I really think all permissions systems need what we had back in xposed/appops days:
Permissions should ~always be "accept (with optional filters)", "deny", and "lie". If the game wants contacts access and won't take no for an answer, I should be able to feed it a lie: empty and/or fake and/or sandboxed data. It's my phone and my data, not the app's.
We had it over a decade ago, xposed supported filtered and fake data for many permissions. It's strictly user-hostile that Android itself doesn't have this capability.
browsers are really not much better. on an absolute level, I definitely agree they're better (e.g. they have per-url and only-after-click permissions for some things), but they've all got huge gaps still once you start touching extensions. and beyond that it remains to be seen, since OS-level permissions are significantly broader-possibility than in-browser due to being able to touch far more sensitive data.
yes, they're admitting that their APIs are powerful enough to build accessibility tools (which often must read notifications) and many other useful things (e.g. Pushbullet) that are not possible on iOS.
powerful stuff has room for abuse. I didn't really think there's much of a way to make that not the case. it's especially true for anything that you grant accessibility-level access to, and "you cannot build accessibility tools" is a terrible trade-off.
(personally I think there's some room for options with taint analysis and allowing "can read notifications = no internet" style rules, but anything capable enough will also be complex enough to be a problem)

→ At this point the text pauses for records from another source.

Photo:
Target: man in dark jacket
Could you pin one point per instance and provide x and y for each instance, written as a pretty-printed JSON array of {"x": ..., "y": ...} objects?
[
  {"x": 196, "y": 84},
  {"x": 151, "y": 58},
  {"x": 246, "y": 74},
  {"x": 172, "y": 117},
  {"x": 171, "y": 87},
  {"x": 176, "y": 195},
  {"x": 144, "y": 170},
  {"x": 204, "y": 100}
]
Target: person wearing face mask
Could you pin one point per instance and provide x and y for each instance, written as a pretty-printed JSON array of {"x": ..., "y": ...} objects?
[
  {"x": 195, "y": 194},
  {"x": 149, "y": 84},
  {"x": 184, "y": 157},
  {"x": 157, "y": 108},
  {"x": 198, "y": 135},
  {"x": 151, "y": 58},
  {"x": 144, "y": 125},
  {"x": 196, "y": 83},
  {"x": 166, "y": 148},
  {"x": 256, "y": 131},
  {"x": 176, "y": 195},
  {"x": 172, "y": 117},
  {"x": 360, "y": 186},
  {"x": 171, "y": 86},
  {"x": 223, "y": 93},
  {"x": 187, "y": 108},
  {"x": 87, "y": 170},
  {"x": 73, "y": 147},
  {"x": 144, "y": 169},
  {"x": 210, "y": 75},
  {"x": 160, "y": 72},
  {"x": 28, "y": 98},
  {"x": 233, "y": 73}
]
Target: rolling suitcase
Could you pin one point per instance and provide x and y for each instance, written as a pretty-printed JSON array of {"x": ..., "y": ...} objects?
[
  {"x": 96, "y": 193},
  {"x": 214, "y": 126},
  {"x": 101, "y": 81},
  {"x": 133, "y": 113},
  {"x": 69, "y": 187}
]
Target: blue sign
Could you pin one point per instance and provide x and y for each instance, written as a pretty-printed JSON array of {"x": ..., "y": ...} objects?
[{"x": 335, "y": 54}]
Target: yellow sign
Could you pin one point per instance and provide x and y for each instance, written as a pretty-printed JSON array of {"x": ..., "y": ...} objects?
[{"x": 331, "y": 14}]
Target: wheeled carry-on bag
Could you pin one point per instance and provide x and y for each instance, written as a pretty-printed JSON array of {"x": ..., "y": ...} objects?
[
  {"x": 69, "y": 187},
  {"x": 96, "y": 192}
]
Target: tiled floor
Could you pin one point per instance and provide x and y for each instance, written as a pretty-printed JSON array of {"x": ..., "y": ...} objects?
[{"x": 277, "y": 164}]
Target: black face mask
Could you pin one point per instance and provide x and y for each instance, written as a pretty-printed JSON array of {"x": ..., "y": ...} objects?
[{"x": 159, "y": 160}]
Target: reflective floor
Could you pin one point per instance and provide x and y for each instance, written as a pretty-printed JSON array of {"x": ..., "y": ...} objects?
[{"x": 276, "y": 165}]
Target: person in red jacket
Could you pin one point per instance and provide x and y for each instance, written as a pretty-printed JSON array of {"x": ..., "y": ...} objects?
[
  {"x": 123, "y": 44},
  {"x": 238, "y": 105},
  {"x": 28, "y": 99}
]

You may be overthinking it. Verification of some sort isn’t the end of the world, it’s arguably an acceptable damage control stop-gap that has precedent on other platforms like special entitlements on iOS and kernel extensions on Windows.
Googles proposal was to require everyone to verify to publish any app through any channel. That would be the equivalent of a web browser enforcing a whitelist of websites, because one scam site asked for access to something bad.
If scam apps use an API designed by Google to steal user data, then they should fix that, without throwing the baby out with the bathwater.
I mean the solution really is a comprehensive permissions system, for an accessibility system that needs to read notifications you should be able to deny it network permissions and whitelist which app's notifications it's allowed to read
entirely agreed, but in the context of this thread that means you just have to convince someone to enable it for the one app, rather than the phone as a whole. which doesn't seem to help at all with the coercion scenario (if anything that might make it safer-sounding and therefore easier), just under normal use / to limit possibly-malicious apps.
> GO: windows has become terrible for developers and this AI focus makes it worse
> PD: we listen to feedback, people want reliability etc. we care deeply about developers. we know we have to improve on [things which you didn't bring up at all]. we will continue improving.
... I honestly don't think I need to explain why they got ratio'd.